Step by step solution

01

Understanding the Poisson Distribution

The Poisson distribution is used to model the number of times an event happens in a fixed interval of time or space. Given that the mean number of events (bags lost) is \(\lambda = 2.2\), we can use this to find the probabilities for the number of events (bags lost) on a particular day.
02

Calculate Probability of Losing No Bags (a)

The probability of losing no bags can be calculated using the Poisson probability formula: \( P(X = x) = \frac{e^{-\lambda} \cdot \lambda^x}{x!} \), where \(\lambda = 2.2\) and \(x = 0\). Plug these values into the formula: \[ P(X = 0) = \frac{e^{-2.2} \cdot 2.2^0}{0!} = e^{-2.2} \approx 0.1108 \]
03

Calculate Probability of Losing 0, 1, or 2 Bags (b)
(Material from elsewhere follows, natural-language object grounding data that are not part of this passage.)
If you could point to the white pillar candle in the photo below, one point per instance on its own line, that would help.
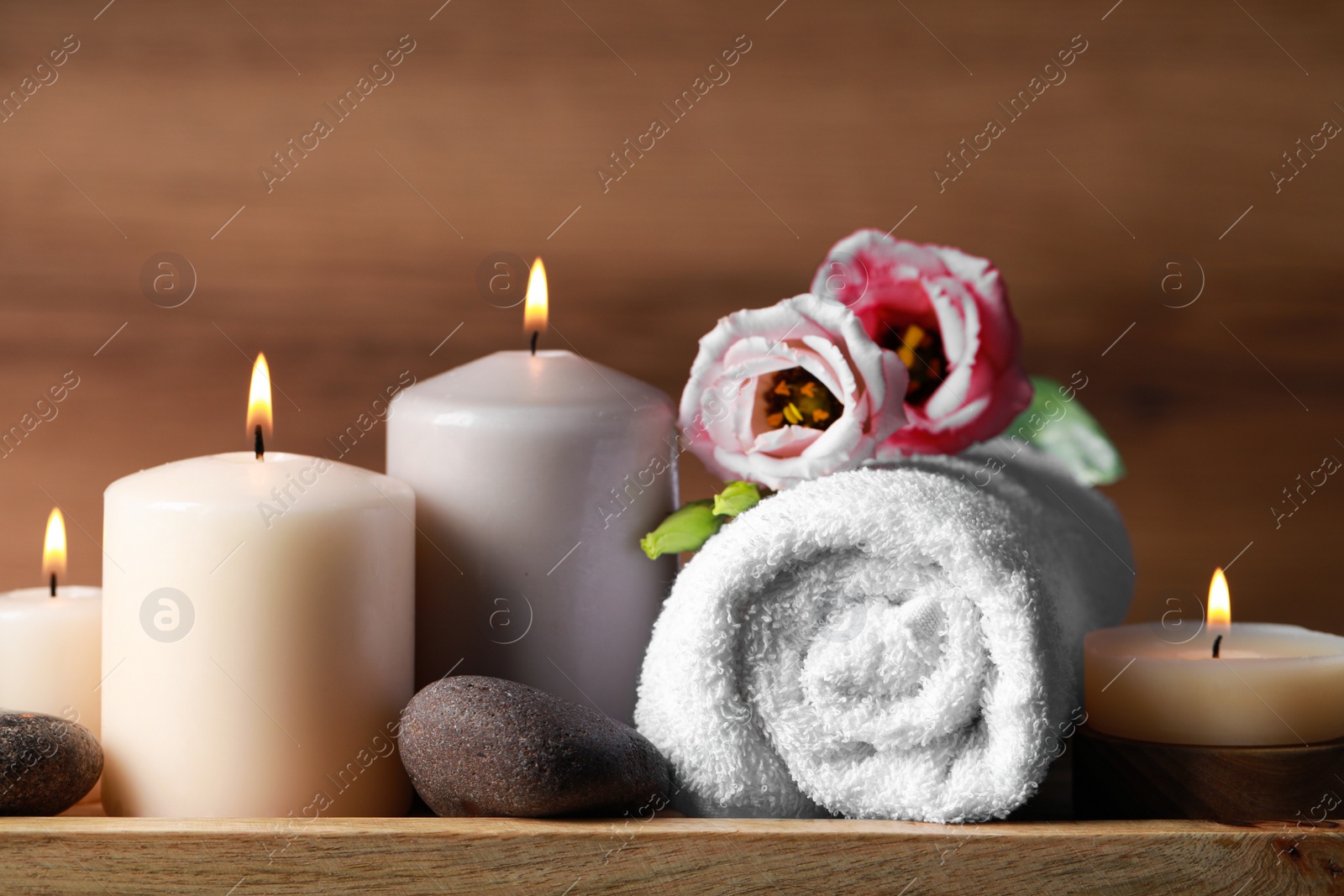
(257, 638)
(50, 641)
(1270, 684)
(535, 476)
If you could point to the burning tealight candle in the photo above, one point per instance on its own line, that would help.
(259, 634)
(535, 476)
(50, 641)
(1229, 684)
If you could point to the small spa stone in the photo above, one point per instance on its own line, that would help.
(477, 746)
(47, 765)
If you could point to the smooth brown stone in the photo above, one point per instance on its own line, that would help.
(477, 746)
(47, 765)
(1120, 778)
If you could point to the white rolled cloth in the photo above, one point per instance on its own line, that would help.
(891, 642)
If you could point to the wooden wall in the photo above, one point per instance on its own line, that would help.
(365, 258)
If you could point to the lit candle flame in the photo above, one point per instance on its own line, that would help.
(1220, 604)
(535, 308)
(54, 550)
(259, 406)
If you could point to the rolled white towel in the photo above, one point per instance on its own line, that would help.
(894, 642)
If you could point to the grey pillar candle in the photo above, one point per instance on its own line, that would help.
(535, 477)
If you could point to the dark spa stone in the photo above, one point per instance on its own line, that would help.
(47, 765)
(477, 746)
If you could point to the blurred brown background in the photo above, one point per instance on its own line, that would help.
(365, 258)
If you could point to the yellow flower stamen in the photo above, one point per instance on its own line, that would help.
(911, 342)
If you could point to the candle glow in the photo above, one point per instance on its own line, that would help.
(259, 403)
(1220, 604)
(535, 311)
(54, 548)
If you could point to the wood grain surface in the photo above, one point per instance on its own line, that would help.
(423, 856)
(1156, 149)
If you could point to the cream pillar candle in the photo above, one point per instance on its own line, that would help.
(257, 638)
(535, 476)
(50, 641)
(1269, 684)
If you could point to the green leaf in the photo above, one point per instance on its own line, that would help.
(737, 497)
(1058, 425)
(685, 530)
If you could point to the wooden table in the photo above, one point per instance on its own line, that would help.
(237, 857)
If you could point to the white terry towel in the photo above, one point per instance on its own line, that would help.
(894, 642)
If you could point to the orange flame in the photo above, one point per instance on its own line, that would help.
(54, 547)
(537, 309)
(1220, 604)
(259, 401)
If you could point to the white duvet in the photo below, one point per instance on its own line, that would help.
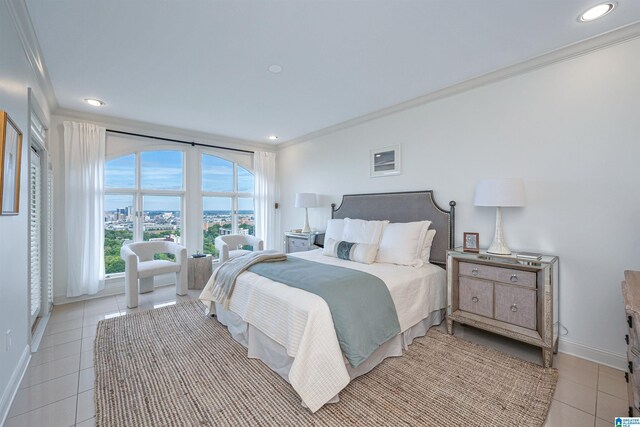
(301, 321)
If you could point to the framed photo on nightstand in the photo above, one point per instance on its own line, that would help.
(471, 242)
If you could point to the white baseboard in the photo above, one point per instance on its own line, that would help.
(14, 384)
(614, 360)
(113, 286)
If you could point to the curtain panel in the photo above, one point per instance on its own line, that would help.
(84, 158)
(264, 169)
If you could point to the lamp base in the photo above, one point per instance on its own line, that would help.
(306, 228)
(499, 245)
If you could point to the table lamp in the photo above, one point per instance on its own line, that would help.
(499, 193)
(306, 200)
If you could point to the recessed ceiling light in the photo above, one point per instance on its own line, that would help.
(597, 11)
(94, 102)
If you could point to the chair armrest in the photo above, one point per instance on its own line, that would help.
(181, 254)
(128, 255)
(223, 249)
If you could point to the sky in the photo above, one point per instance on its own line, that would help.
(163, 170)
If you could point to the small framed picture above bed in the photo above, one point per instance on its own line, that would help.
(384, 161)
(471, 242)
(10, 151)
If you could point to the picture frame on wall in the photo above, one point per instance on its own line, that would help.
(384, 161)
(10, 153)
(471, 242)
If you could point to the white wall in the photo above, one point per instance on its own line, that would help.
(570, 130)
(16, 76)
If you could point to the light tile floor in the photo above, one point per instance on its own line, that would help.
(57, 389)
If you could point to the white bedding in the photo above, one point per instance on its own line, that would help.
(301, 321)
To find this probability, we need to calculate \( P(X = 0) + P(X = 1) + P(X = 2) \). These are given by:- \( P(X=0) = e^{-2.2} \)- \( P(X=1) = \frac{e^{-2.2} \cdot 2.2^1}{1!} \approx 0.2438 \)- \( P(X=2) = \frac{e^{-2.2} \cdot 2.2^2}{2!} \approx 0.2682 \)Adding them gives: \[ P(X = 0 \text{ or } 1 \text{ or } 2) = 0.1108 + 0.2438 + 0.2682 = 0.6228 \]
04

Consideration of Doubling Flights (c)

If the airline doubles the number of flights, the mean number of lost bags \(\lambda\) would likely increase since more flights usually mean more opportunities for bags to be lost. This requires recalibration of the Poisson model. Keeping \(\lambda = 2.2\) is unsuitable if the actual average changes significantly. Therefore, the recommendation is to reassess and possibly adjust \(\lambda\) based on new data.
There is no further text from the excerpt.